Sunday, August 6, 2017

Pepper Gets His Selmer and Berg Larsen









© Gary Carner. Copyright Protected. All rights reserved.


Welcome back to the Pepper Adams blog. The reason I moved to a once-a-month posting schedule is because I started a new gig in early July with a steep learning curve that demanded a great deal of my time. It's a challenging sales job that requires quite a bit of travel. Now that my acclimation process is over, I'm happy to be back in the saddle, writing about Pepper Adams again. I hope this new schedule hasn't inconvenienced anyone. Again, postings will be the first Sunday of each month for the foreseeable future.

With the little free time I had left over this month I did manage to get some Pepper Adams work done. Just last night I finished a new draft of Chapter Two of Pepper's biography. It basically covers the period 1930-1947. I say "basically" because I jump around thematically, not adhering to a chronological narrative.

It's now time to turn my attention to Chapter Three, Pepper's experience in the U.S. Army. From June, 1951 until June, 1953 Adams was in the Special Services, a group of musicians that performed nearly every day for troops in Korea to improve morale. Although it sounds like a cushy gig, it was fraught with danger. Typically, they performed near the front lines. Traveling around in convoys in some sense made them a moving target. At least once, Adams' jeep was strafed, flipping his vehicle over on its side. Adams found the entire war experience to be harrowing and wouldn't generally talk with interviewers about his time in Korea. When I interviewed him he did explain some aspects of it. Most of my research is with his  fellow soldiers. I'll report on my progress in September's post.

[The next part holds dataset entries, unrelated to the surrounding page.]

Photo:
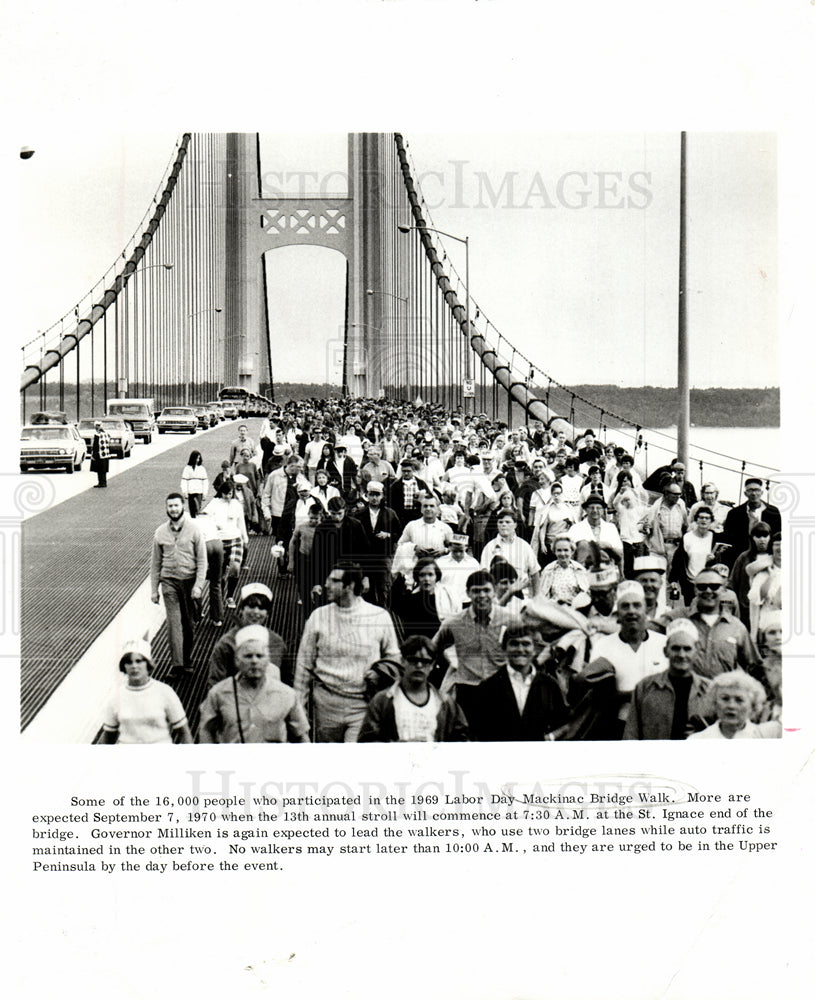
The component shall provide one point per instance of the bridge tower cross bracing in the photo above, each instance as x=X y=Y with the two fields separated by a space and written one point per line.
x=352 y=225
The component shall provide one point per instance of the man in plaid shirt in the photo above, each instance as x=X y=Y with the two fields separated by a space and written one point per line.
x=100 y=454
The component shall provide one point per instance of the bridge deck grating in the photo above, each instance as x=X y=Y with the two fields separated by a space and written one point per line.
x=83 y=559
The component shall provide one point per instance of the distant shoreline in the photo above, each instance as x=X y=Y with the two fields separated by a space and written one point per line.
x=648 y=406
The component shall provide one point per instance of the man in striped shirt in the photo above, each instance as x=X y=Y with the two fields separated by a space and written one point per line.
x=340 y=642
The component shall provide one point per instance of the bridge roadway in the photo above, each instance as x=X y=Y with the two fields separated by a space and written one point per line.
x=88 y=558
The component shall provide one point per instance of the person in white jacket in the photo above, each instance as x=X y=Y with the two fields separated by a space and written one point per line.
x=194 y=482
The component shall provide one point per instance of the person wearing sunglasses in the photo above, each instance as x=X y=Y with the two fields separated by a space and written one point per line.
x=412 y=710
x=724 y=642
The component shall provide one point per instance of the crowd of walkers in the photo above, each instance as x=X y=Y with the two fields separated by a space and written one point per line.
x=459 y=579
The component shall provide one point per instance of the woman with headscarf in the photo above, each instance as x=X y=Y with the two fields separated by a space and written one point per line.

I had a fascinating email exchange a few weeks ago with a baritone saxophonist friend of mine. He told me that he had done some research on his horn at the Selmer office in Paris, getting a copy of the production log that showed when his horn was built. Some time after that he went to the Institute of Jazz Studies at Rutgers University to take a look at Pepper's Selmer, the instrument that Pepper's widow asked me to deliver soon after his death. It turns out that the serial number of Pepper's horn is nearly identical to his, only seven numbers away, meaning that both were produced within a few weeks of each other.

Due to their near identical production date, information about Pepper's horn was on the log sheet that  he was given! It turns out that production on Pepper's horn began on October 14, 1949 and finished four days later. Knowing this necessitated me to go back and change around a few parts of Chapter One of the biography (and it's going to require me making some changes to the Chronology at pepperadams.com). I originally thought that Pepper got his horn about a half year after he first started playing the baritone sax in December, 1947 because that's the way Pepper remembered it. That led me to research Ellington's Detroit gigs in 1948 because Pepper brought Harry Carney with him to the shop to vet the instrument. My friend's startling discovery changed the timeline that all of this happened and shows how a person with a crystal clear memory can still very easily reorder facts 35 years later.

It now looks like Pepper bought his horn sometime in the period January 20-28, 1950, when Ellington played Detroit's Paradise Theater. The instrument was already destined for the USA upon its completion and it would have taken about six weeks by boat. Adams had almost twice that time to get it and that would have given some extra time for it to move from the distributor, probably on the East Coast, to Detroit. The reason it wasn't purchased later in the year at two other Ellington gigs (Sept 1-3 or Nov 30-Dec 6) is because my co-author, alto saxophonist John Vana, doesn't think that a Bundy could have given Pepper the warm sound that he gets on a recording he made in the summer of 1950.

Once I put all of that in order, I then had to figure out when Adams got his Berg Larsen mouthpiece. Pepper told me that Wardell Gray returned to Detroit with the mouthpiece after his European tour with Benny Goodman. According to research done by Leif Bo Peterson, that tour (BG's only one when Gray was in the band) was cancelled due to labor issues in England. Gray still went east with the presumption that a tour of Europe was in place. I suspect BG's band got stranded in NY; only Goodman, it turned out, went on to London. While Goodman went to London, Gray returned to Detroit and recorded live at the Blue Bird on July 20, 1949. I can only assume that around this time Pepper sat in with Wardell and fell in love with Gray's Berg Larsen when they switched horns on the bandstand. If he ordered it around August 1, then he might have gotten it as early as mid-September, 1949, some four months before the Selmer. Maybe getting the Berg Larsen impelled him to get the new horn? Could it be that he wasn't able to get as good a sound as he wanted on the Bundy that he heard on Gray's tenor and that finally compelled him to buy a new horn?

The end result is that Pepper played his Bundy for two full years before he fully committed to the instrument by purchasing a professional model. Moreover, he did get his Berg Larsen within only a few months of getting his new horn. Learning that Adams got his new horn and mouthpiece by early 1950 makes sense in light of my interview with Detroit baritone saxophonist Bean Bowles. He told me that Pepper came to him a few months later, still struggling to get a big sound on the instrument. Bowles advised him to change his reed set-up and a few other things you'll discover when you read my book.